Il y a peu d’habitations sur le chemin, quelques fermes dont une permet le ravitaillement et même un déjeuner lorsqu’elle est ouverte WP342.
Un sherpa que je croise dégage une haleine fortement alcoolisée. J’apprendrai par la suite qu’ils y trouvent l’énergie pour porter leurs lourdes charges avec moindre peine.
Je retrouve Kongma sans l’écrin de neige que nous avions laissé, il y a un peu plus d’un an. Les murs presque verticaux que je franchis aujourd’hui étaient alors couverts de neige. Je suis plus à l’aise.



Lundi 12-mai à Kongma, journée d’acclimatation
J’hésite à rester mais je veux être raisonnable. Le beau temps m’invite pourtant à partir. J’ai rencontré la veille mon premier trekkeur. Il redescend du Makalu et m’indique une belle antenne à partir de Shersong : une arrête à prendre en restant sur la gauche pour surplomber le camp de base à 5300m voire plus en direction du peak 3 . En s’installant là haut on peut découvrir simultanément le Makalu, l’Everest, le Lhotse et le Kanchenjunga par temps clair. Je n’irais pas cette fois-ci si je peux aller vers l’East Pass qui reste mon projet.
La journée est longue à Kongma. J’en profite pour faire ma première lessive et une toilette un peu moins superficielle.
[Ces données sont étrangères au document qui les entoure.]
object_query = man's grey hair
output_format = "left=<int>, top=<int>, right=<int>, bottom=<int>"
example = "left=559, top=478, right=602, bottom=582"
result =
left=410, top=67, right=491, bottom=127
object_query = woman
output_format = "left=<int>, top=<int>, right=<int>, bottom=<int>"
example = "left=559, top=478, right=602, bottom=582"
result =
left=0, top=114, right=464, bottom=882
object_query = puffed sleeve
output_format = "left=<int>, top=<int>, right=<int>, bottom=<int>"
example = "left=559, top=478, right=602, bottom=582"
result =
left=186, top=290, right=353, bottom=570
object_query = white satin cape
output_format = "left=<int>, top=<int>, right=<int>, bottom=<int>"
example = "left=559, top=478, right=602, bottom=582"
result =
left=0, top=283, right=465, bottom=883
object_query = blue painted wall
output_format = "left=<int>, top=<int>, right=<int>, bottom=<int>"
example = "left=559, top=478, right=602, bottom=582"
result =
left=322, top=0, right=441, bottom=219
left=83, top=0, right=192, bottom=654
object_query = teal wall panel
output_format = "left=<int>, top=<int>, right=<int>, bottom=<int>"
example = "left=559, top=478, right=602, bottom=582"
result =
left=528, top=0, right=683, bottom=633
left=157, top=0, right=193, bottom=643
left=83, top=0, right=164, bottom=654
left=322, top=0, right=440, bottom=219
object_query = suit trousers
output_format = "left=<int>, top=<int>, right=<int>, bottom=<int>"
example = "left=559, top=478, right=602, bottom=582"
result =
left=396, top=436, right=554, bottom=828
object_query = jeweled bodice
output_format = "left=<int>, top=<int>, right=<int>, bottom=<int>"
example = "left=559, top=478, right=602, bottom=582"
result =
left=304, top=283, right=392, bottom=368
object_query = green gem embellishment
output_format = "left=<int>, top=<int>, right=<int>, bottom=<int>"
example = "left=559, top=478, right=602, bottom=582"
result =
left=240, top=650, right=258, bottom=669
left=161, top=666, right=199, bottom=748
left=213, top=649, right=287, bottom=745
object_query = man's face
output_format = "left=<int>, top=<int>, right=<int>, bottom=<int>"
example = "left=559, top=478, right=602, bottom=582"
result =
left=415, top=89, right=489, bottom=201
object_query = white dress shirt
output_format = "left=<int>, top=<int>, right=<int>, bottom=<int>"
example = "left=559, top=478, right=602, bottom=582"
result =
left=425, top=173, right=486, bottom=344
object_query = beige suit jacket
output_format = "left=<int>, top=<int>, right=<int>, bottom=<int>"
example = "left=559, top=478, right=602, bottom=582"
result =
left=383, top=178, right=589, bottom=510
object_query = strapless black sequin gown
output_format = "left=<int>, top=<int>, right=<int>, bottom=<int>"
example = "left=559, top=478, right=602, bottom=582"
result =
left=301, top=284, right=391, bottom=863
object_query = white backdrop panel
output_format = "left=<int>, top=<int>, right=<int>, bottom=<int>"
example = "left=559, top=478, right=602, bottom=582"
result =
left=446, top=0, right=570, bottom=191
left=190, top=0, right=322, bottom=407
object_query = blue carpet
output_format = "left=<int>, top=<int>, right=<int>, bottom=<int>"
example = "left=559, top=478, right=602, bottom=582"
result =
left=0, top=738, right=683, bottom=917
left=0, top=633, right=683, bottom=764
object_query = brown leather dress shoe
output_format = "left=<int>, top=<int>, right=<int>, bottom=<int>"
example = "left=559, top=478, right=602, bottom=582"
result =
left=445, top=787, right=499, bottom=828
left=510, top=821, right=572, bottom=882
Il faut reconnaître que ce n’est pas facile de rester un peu propre sur ce parcours. A partir de Tashigaon, il n’existe pas de point d’eau un peu isolé sauf les éventuels WC…
Je commande des chapatis pour le petit déjeuner. Mauvaise idée car la propriétaire comprend chiapati. Elle commence à me préparer du thé tibétain. Je ne confondrai plus « chiapati » thé tibétain et « tchapati ». D’ailleurs tout le monde sait faire des pancakes, ici, bien plus nourrissants…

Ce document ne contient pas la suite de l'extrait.